The radios certainly don’t have any isolation from this type of interference, 
so what you’re relying on is totally on the antennas - there’s not much FSL on 
these and I wouldn’t bet my life on a 2’ Category B to provide the kind of 
close-coupling loss needed on a co-located system.  AT&T and MCI used to do it 
when they had completely back-to-back horns or ultra-high performance antennas 
but they provide about 80 dB of discrimination front-to-back.

Sent from my iPad

> On Mar 13, 2020, at 8:31 PM, Colin Stanners <cstann...@gmail.com> wrote:
> 
> 
> To my knowledge the radios and dishes have enough isolation that H/L match at 
> a site is not necessary unless you're almost pointing in the same direction 
> with those dishes (or have a TX frequency at one site overlapping a RX) . The 
> opposite polarity increases the isolation so you have even less worry in this 
> case.
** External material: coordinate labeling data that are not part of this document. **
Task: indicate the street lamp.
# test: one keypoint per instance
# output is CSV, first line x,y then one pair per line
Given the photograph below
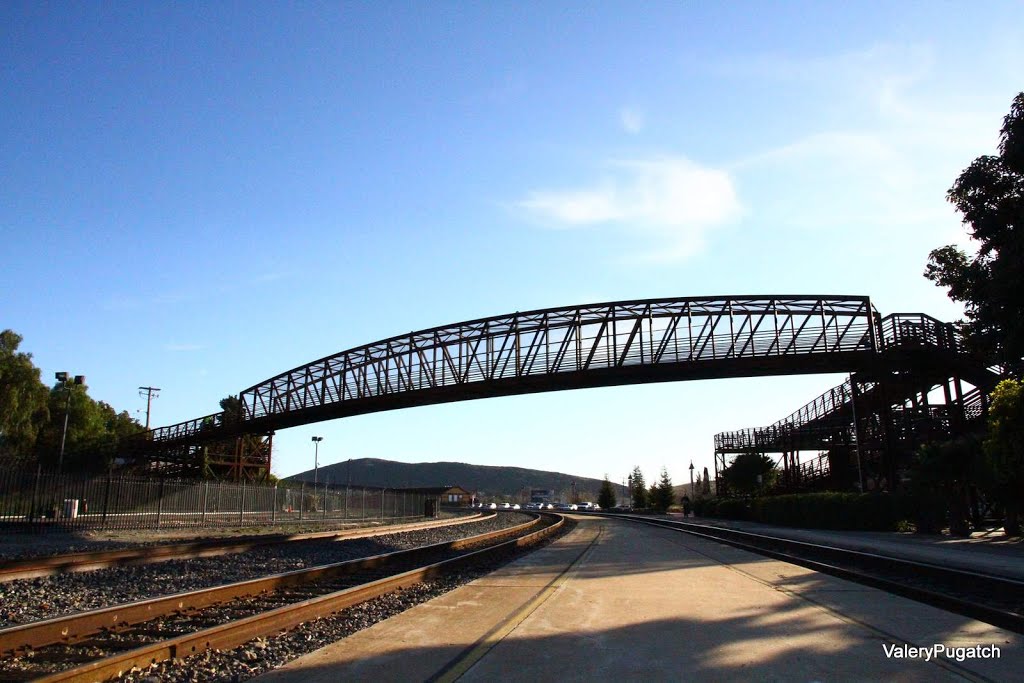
x,y
67,381
316,440
693,495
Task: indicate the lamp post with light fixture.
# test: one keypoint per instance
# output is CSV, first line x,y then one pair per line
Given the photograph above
x,y
316,440
67,381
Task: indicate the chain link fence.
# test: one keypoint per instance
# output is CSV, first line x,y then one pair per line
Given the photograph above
x,y
46,501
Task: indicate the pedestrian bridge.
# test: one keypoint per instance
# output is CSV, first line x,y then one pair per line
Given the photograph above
x,y
593,345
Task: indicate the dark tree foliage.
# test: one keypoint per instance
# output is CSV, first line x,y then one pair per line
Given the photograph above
x,y
989,194
32,418
741,475
947,469
24,406
606,499
638,488
1005,451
That H/L match idea is more of a tendency and to simplify planning than 
> a rule.
> 
>> On Fri, Mar 13, 2020, 6:52 PM Ken Hohhof, <af...@kwisp.com> wrote:
>> I am having some 11 GHz links coordinated and the draft PCNs they sent me 
>> have one site high on one link and low on the other link.  They are however 
>> different sub bands, and one is HPOL and the other is VPOL.  Does this make 
>> it OK?  I could probably do one of the links in 18 GHz.
>> 
>>  
>> 
>> I had internalized the idea that you never had high and low at the same site.